Anders sieht es bei solchen algorithmischen Entscheidungssystemen aus, die eine Vielzahl an personenbezogenen, kommunikations- und bewegungsbezogenen Daten über uns mit neuen Analysemethoden und maschinellem Lernen verbinden: Bekannt sind sie vor allem im Kontext der Beeinflussung unserer Wahrnehmung: Googles Services, Facebooks Newsfeed, Amazons Kaufempfehlungen. Die großen Plattformanbieter sammeln, kaufen, analysieren eine Unzahl an persönlichen Daten. Unsere Klicks und Likes ermöglichen eine spezifische Analyse unseres psychischen, physischen und sozialen Zustands. Die Verwendungsmöglichkeiten dieser Informationen sind schier unendlich. Sie können zu Werbezwecken und politischer Manipulation eingesetzt werden. Oder auch als Grundlage für Versicherungen oder vorhersagebasierte Polizeiarbeit. Einer Transparenz über ihre Funktionsweise stehen Geschäftsgeheimnisse entgegen und die private Verfügungsgewalt über zugrunde liegende Daten. Aber auch die Gesamtkomplexität des Systems stellt Kontrolle vor Herausforderungen – dazu braucht man sich nur kurz an den Suchalgorithmus von Google erinnern, der tausende Zeilen Code von unterschiedlichsten Programmierern enthält, die hunderte Male pro Jahr geändert werden.

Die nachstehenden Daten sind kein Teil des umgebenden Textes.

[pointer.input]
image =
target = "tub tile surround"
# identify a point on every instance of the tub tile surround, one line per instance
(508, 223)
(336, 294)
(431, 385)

Bisher kommen komplexe algorithmischen Systeme vor allem bei Plattformen wie Facebook zum Einsatz, wo sie zur Steuerung unserer Wahrnehmung verwendet werden. Doch die Einführung maschineller Entscheidungen in vielen anderen Bereichen wird mit Big Data und selbst-lernenden Algorithmen erst richtig interessant. Die Wissenschaftlichen Dienste des Bundestages gehen davon aus, dass komplexe Algorithmen zukünftig nicht nur im Bereich Wirtschaft und Finanzen Anwendung finden, sondern etwa auch im Bereich des Rechts (Legal Tech), Gesundheit (Robotik im Operationssaal, in der Altenpflege und Diagnostik), Sicherheit (Predictive Policing, Grenzkontrolle, Sicherheit) oder der öffentlichen Verwaltung.

Wissenschaftler sagen, dass dies auf eine algorithmische Regulierung hinaus läuft: Die Gesellschaft würde nicht mehr durch Zwang und Anreize gesteuert, sondern über die Gestaltung von Kontext – von Umgebungen, in denen sich Menschen zurecht finden müssen. Dabei wirken perspektivisch die Personalisierung von informationellen Umgebungen von Menschen und Organisationen, die Profilbildung als automatisierte Zuweisung von Positionen und Lebenschancen und die Entwicklung von technischen Infrastrukturen zur Verhaltensbeeinflussung (Nudging) zusammen.

Wie kann man dabei gewährleisten, dass diese der Gesellschaft zu Gute kommt?

Forest - CC-BY 2.0 Joseph

Herausforderungen der Kontrolle von Algorithmen

Führende Experten fordern Kontrolle: Mittels Algorithmen-Analyse (Auditing) und Überprüfung soll Transparenz hergestellt werden. Denn es gilt, die Zweckmäßigkeit und Angemessenheit algorithmischer Entscheidungssysteme abzusichern. Auch ist zu gewährleisten, dass gesellschaftliche Werte wie Teilhabegerechtigkeit und Diversität erhalten bleiben und gestärkt werden. Letztlich gilt es auch, Fehler zu verhindern oder korrigieren zu können. Denn Bugs und Manipulation von Systemen sind ebenso denkbar wie unvorhersehbare Ergebnisse, insbesondere im Kontext von maschinellem Lernen. Ist das möglich?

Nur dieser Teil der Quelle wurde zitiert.